Two cities holy to Shi'ite Muslims stand squarely in the path of the U.S. advance to Baghdad.
There was fighting Monday near Karbala, regarded as second only to Mecca by Shi'ites, and Najaf.
"The eyes of all Muslims, especially Shi'ites, will be on these areas," said Frederick Denny, chairman of religious studies at the University of Colorado at Boulder. "This could be seen not only as the defense of one's nation, but as the defense of one's Islamic commitment."
U.S. troops are facing stiff resistance from Saddam Hussein's Republican Guard units in the area.
They also risk inflaming emotions of Shi'ites around the world if they are perceived as not respecting the religious significance of the two cities, Mr. Denny said.
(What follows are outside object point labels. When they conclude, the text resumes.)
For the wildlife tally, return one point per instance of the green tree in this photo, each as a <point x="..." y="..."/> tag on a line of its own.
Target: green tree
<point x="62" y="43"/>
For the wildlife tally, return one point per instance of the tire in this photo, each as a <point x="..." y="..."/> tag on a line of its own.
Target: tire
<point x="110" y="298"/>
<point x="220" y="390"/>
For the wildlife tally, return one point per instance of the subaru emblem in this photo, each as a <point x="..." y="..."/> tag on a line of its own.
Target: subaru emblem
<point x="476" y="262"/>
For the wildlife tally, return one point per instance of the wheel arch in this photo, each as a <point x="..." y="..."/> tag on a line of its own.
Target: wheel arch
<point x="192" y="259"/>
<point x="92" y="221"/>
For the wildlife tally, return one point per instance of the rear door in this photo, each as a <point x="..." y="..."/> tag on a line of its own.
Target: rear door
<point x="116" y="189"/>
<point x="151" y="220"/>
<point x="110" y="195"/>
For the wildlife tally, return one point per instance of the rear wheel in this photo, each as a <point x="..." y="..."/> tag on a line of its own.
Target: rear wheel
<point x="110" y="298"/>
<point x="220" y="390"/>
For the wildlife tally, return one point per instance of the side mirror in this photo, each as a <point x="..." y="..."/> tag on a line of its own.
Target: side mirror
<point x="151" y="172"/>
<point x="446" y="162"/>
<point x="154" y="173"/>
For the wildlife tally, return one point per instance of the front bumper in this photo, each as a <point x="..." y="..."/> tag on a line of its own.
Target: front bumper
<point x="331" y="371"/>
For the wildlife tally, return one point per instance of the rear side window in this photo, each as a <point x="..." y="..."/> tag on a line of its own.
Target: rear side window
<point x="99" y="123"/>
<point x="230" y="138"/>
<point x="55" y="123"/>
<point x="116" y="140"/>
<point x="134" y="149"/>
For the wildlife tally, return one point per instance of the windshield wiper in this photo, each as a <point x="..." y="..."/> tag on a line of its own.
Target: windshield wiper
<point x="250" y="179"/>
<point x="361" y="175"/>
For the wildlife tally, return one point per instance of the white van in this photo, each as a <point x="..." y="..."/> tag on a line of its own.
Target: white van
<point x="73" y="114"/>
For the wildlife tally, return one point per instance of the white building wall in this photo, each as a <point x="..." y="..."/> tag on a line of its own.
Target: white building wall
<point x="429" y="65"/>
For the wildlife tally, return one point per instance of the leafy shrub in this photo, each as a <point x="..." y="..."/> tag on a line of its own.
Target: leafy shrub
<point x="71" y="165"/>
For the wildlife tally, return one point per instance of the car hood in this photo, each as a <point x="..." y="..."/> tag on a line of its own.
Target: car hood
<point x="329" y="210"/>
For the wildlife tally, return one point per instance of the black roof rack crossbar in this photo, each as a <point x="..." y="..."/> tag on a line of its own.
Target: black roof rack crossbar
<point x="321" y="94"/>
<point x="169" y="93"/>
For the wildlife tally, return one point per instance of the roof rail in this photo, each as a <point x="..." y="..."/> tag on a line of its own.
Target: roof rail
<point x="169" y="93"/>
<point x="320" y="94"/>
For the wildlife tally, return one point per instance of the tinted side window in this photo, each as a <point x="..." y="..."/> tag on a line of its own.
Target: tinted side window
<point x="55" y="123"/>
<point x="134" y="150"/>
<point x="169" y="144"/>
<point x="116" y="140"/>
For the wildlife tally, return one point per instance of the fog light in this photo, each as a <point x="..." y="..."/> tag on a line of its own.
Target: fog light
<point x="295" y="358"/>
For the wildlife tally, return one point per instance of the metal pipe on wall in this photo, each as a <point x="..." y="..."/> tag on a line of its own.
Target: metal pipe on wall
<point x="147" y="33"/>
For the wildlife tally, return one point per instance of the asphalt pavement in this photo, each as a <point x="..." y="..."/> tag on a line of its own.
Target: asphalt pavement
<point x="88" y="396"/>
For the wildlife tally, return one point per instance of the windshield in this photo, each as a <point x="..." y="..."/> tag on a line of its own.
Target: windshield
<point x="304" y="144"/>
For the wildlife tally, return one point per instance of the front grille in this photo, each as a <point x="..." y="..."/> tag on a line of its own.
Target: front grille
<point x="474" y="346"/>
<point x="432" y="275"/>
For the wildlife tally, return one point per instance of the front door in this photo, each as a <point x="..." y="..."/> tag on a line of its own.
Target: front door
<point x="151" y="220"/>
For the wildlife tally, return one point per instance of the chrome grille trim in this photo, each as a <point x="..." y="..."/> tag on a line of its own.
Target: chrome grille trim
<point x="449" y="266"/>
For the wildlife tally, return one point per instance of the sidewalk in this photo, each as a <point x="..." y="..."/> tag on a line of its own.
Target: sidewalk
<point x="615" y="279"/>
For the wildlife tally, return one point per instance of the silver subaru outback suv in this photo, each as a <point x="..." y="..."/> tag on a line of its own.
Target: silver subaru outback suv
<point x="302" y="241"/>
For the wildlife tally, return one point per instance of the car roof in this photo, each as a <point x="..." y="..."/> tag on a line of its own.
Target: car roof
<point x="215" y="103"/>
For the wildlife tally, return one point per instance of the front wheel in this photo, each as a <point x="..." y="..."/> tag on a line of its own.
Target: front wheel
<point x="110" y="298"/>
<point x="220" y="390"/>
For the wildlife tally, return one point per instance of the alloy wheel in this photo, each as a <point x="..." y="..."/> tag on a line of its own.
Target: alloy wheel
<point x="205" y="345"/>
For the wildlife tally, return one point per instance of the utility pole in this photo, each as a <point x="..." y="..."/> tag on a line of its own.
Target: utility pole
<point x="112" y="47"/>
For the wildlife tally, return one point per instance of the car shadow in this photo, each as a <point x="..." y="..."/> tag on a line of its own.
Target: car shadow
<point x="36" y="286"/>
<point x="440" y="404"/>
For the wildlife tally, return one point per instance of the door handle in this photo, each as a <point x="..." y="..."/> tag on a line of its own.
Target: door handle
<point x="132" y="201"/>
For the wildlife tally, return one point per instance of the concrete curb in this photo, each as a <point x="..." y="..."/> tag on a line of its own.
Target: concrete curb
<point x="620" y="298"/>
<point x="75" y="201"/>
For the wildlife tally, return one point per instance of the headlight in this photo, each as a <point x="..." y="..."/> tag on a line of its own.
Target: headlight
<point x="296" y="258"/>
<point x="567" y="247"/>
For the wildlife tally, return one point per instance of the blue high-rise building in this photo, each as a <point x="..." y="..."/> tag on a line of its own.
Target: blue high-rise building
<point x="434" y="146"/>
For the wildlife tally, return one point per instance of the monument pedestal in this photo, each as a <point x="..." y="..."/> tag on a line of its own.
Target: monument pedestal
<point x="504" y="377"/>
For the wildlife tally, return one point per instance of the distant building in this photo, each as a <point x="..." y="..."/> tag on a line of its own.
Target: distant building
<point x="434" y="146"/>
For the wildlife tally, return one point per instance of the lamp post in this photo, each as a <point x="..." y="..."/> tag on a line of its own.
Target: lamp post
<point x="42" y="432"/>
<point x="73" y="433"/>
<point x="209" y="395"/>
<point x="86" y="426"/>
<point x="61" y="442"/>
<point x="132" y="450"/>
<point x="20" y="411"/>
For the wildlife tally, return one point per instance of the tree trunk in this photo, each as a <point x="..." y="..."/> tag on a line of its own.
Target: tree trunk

Shi'ites are a minority within Islam.
They split from the majority Sunni sect over the issue of succession to the Prophet Muhammad, founder of Islam, who died in 632.
Shi'ites believe leadership of the faith should lie with descendants of Muhammad through his first cousin and son-in-law, Ali.
Sunnis saw no need for familial succession. They preferred a more representative approach to selecting leaders.
Ali's tomb and the world's largest Muslim cemetery are at Najaf.
Karbala was the site of the slaying of Ali's son, Husayn, in 680.
Supporters of the ruling Ummayad dynasty killed Husayn and his 71 backers, including his family, as he attempted to establish himself as the rightful leader of Islam. His severed head was later displayed in Damascus, Syria, home of the Ummayad regime.
Husayn's martyrdom helped Shi'ites emerge as a separate Muslim sect. Though nine in 10 of the world's Muslims are Sunni, Shi'ites dominate Iran and are a majority in Iraq, where they are ruled by Saddam's minority Sunni regime.
The massacre site is a pilgrimage destination for Shi'ites, or "Followers of Ali," from around the world.
"In the case of Najaf and Karbala, we need to be aware that this is sacred ground for millions of people," Mr. Denny said. "This is for the ages, not just for today."